What is Indirect Manufacturing Cost?
Indirect manufacturing cost covers every expense a supplier incurs to run their plant, minus what goes into the finished product. This includes utilities, supervision, taxes, overhead, and indirect materials like spare parts and conveyor belts. None of this ends up in the part you’re buying, but the costs still have to be covered by the price you pay.
Indirect manufacturing cost matters because it’s a function of throughput: fixed overhead divided by units produced. When volume falls, the indirect cost per part rises, even though nothing about the product has changed. This makes indirect cost useful data for buyers—not as a line to attack, but as a read on what’s happening inside the supplier’s operation.
What should purchasing managers do with indirect manufacturing cost?
Calculating a supplier’s indirect cost from the outside is very difficult to achieve, to say the least. You’d need to know the full cost of running the plant, every other customer they serve, and the throughput across all of them.

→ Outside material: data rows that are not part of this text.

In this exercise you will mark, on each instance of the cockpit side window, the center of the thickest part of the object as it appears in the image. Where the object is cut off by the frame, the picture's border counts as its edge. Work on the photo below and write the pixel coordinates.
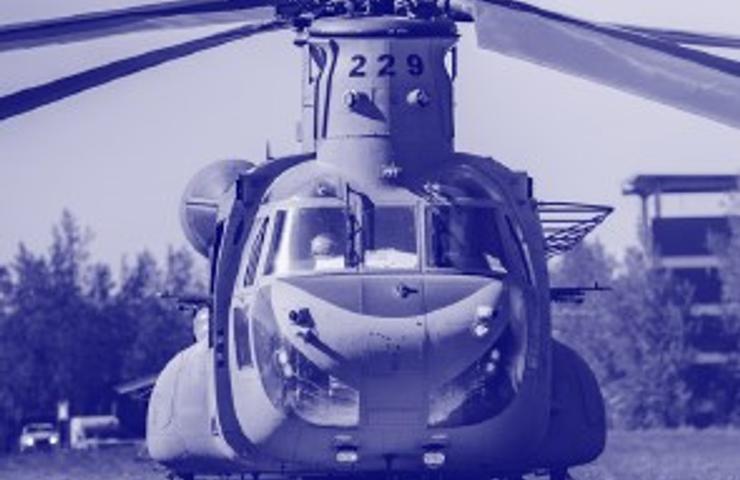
(464, 237)
(254, 250)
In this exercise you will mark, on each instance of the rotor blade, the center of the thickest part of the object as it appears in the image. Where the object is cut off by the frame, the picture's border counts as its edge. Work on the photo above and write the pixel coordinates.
(639, 63)
(29, 99)
(687, 38)
(176, 13)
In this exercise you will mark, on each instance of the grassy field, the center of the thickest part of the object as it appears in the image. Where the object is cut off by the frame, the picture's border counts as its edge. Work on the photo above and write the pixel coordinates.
(653, 455)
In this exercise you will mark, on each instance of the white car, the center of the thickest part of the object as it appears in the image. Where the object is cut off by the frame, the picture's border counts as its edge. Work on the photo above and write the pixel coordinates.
(38, 435)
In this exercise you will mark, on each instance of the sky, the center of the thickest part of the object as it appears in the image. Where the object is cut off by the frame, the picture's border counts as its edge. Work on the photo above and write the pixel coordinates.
(119, 156)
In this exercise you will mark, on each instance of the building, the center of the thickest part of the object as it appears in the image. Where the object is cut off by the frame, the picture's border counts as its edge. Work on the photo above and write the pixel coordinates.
(682, 216)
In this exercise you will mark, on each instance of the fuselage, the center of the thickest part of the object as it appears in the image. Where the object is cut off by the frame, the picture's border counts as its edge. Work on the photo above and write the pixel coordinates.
(424, 327)
(381, 301)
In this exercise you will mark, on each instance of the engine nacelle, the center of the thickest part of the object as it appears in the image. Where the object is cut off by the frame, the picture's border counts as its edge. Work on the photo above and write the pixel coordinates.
(201, 199)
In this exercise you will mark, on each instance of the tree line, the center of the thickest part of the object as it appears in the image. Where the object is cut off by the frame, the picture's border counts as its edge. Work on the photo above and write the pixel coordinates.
(641, 337)
(69, 330)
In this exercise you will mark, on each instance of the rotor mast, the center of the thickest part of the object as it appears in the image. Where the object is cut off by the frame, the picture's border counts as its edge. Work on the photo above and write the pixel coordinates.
(377, 93)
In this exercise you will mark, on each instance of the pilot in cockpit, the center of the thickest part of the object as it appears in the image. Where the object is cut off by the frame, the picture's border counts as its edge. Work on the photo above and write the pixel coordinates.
(326, 253)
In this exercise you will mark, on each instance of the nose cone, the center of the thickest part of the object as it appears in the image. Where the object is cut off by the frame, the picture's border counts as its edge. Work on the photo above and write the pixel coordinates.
(385, 326)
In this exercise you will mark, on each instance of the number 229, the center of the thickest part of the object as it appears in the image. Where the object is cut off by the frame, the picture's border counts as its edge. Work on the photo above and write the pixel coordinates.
(386, 65)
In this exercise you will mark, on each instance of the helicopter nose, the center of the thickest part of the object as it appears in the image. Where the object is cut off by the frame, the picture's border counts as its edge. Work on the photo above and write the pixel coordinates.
(367, 329)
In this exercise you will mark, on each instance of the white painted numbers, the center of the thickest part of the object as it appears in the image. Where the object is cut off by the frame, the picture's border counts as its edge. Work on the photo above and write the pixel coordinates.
(385, 65)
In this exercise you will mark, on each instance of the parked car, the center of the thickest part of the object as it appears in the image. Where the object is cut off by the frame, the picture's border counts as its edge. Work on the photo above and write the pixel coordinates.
(38, 435)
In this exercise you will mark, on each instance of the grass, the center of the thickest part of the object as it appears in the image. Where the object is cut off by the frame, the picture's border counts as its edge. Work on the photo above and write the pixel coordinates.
(649, 455)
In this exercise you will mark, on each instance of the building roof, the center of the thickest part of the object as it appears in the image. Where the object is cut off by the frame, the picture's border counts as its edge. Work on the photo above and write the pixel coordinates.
(646, 185)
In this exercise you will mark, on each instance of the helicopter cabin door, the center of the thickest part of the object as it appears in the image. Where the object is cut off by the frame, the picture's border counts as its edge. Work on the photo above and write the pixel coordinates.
(243, 372)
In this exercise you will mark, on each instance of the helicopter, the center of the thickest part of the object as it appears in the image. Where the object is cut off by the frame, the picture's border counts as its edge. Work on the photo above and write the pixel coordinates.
(379, 303)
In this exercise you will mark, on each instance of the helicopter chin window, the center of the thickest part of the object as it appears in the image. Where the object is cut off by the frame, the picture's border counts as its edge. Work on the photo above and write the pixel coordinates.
(482, 391)
(295, 384)
(464, 238)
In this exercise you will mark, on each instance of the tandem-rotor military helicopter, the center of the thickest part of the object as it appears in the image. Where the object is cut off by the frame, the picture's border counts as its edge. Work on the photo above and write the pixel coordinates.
(379, 303)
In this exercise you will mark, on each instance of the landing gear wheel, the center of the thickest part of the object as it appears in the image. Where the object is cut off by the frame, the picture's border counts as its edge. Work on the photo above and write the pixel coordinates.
(560, 474)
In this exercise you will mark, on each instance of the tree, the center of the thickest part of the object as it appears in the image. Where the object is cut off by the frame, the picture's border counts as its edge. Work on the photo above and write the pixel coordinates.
(161, 330)
(653, 313)
(633, 337)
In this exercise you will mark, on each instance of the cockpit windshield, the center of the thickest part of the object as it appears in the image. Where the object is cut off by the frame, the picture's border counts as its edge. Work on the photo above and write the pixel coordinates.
(309, 239)
(390, 239)
(464, 237)
(329, 239)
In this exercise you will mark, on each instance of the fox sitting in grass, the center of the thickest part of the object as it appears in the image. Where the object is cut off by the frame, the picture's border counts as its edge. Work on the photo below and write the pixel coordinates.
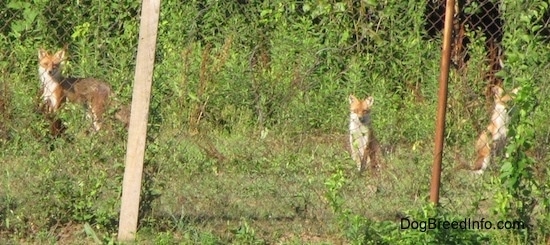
(363, 145)
(92, 93)
(493, 140)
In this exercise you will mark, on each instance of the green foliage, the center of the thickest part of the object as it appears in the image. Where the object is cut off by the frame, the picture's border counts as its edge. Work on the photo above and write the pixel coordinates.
(248, 118)
(520, 189)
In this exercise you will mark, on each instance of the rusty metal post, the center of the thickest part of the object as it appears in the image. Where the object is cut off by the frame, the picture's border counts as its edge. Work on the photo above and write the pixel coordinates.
(442, 101)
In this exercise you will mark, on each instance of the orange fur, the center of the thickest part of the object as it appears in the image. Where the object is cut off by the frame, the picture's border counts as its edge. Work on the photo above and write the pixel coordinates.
(498, 128)
(90, 92)
(363, 145)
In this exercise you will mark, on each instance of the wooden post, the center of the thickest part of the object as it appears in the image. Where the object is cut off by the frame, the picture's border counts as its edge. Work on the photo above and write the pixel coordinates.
(442, 102)
(145, 60)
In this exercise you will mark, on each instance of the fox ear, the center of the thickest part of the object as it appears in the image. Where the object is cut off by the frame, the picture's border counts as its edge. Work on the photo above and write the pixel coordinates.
(60, 54)
(369, 101)
(352, 99)
(42, 53)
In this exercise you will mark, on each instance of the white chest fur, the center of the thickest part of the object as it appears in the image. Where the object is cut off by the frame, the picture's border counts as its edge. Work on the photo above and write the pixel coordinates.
(49, 86)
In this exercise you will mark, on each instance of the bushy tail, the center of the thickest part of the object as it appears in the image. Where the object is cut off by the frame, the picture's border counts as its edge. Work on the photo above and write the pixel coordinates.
(121, 111)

When preparing a should-cost analysis, a more useful approach is to group indirect cost with overhead and profit margin to estimate the gross margin. Treat this figure as a constant between negotiations. What changes between cycles is the direct material cost, and that number is knowable. If the part you’re buying is made from steel or a plastic resin, you can track how that material’s price has trended since you last negotiated and price the part from there.

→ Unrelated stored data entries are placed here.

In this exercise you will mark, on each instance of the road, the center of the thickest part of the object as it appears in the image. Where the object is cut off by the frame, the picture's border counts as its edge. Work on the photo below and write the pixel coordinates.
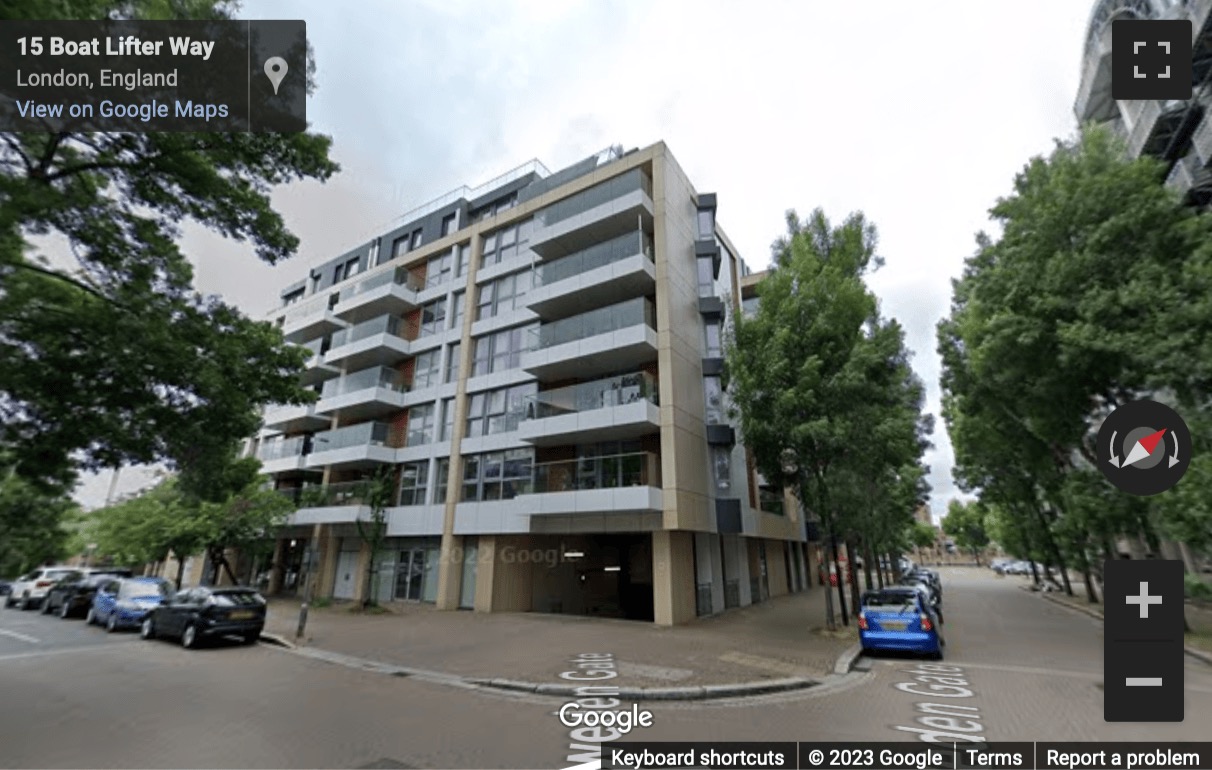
(75, 696)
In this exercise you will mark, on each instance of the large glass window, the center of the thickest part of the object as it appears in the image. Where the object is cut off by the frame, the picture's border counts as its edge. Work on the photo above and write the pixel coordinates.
(447, 420)
(498, 411)
(452, 361)
(421, 426)
(427, 370)
(413, 483)
(504, 294)
(497, 475)
(433, 318)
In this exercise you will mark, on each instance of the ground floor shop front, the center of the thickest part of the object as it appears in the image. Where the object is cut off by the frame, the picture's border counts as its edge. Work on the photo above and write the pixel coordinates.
(659, 576)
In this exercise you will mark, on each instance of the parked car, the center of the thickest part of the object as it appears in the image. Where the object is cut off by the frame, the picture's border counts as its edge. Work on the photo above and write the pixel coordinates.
(28, 591)
(207, 612)
(899, 619)
(125, 603)
(72, 595)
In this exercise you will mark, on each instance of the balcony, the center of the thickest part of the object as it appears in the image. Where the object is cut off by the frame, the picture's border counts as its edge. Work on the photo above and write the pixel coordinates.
(336, 503)
(388, 292)
(604, 410)
(618, 336)
(364, 445)
(293, 418)
(611, 484)
(281, 455)
(365, 394)
(602, 274)
(313, 318)
(377, 342)
(601, 212)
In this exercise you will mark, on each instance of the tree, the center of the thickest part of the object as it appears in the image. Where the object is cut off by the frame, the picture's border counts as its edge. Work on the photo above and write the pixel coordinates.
(32, 525)
(815, 372)
(966, 524)
(119, 359)
(377, 494)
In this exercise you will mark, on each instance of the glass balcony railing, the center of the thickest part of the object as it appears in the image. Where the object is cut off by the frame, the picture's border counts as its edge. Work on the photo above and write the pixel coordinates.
(596, 256)
(399, 275)
(381, 325)
(611, 318)
(362, 434)
(589, 473)
(589, 395)
(376, 377)
(281, 449)
(594, 197)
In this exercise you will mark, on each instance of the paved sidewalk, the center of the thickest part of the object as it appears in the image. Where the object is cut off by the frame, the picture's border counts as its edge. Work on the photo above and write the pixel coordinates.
(781, 642)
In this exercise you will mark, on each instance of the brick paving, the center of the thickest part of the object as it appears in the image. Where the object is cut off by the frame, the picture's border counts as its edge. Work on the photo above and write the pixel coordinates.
(779, 638)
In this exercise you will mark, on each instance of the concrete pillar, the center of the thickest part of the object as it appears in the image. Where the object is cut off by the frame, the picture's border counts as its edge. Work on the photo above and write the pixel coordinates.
(673, 577)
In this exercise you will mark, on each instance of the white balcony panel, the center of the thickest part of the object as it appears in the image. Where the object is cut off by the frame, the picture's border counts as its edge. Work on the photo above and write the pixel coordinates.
(595, 224)
(633, 277)
(361, 456)
(629, 500)
(611, 423)
(379, 349)
(600, 354)
(415, 520)
(362, 404)
(330, 514)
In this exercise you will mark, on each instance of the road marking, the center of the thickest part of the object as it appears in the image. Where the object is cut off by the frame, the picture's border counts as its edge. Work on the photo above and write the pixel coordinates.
(22, 637)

The diagnostic value shows up when a supplier breaks the pattern. Suppliers almost always cite direct material increases when they push for a price rise, and stay quiet when those material costs fall. When a supplier points to indirect costs as justification for a price increase, ask them why. Have they lost business? Dropped a shift? Are they running two where they used to run three?
A plant tour is the most efficient way to check if a change in indirect costs is a result of operational challenges. Walk the floor and look at throughput, scrap piles, and shift patterns. If the plant seems less busy than it was, that may explain the price hike. It might also signal that it’s time to look at other suppliers.
Key Considerations
- Indirect manufacturing costs should stay relatively constant between negotiations. If a supplier claims these costs have risen, the explanation usually points to a volume or efficiency problem on their side. This isn’t a cost you should absorb.
- Don’t try to reverse-engineer indirect cost on its own. Group it with overhead and profit margin as a single gross-margin bucket. Focus your analysis on direct materials, which can be tracked and verified.
- A plant tour is the most reliable way to test a supplier’s indirect cost story. Shift patterns, scrap piles, and throughput will tell you whether the operation is running the same way it was during your last visit.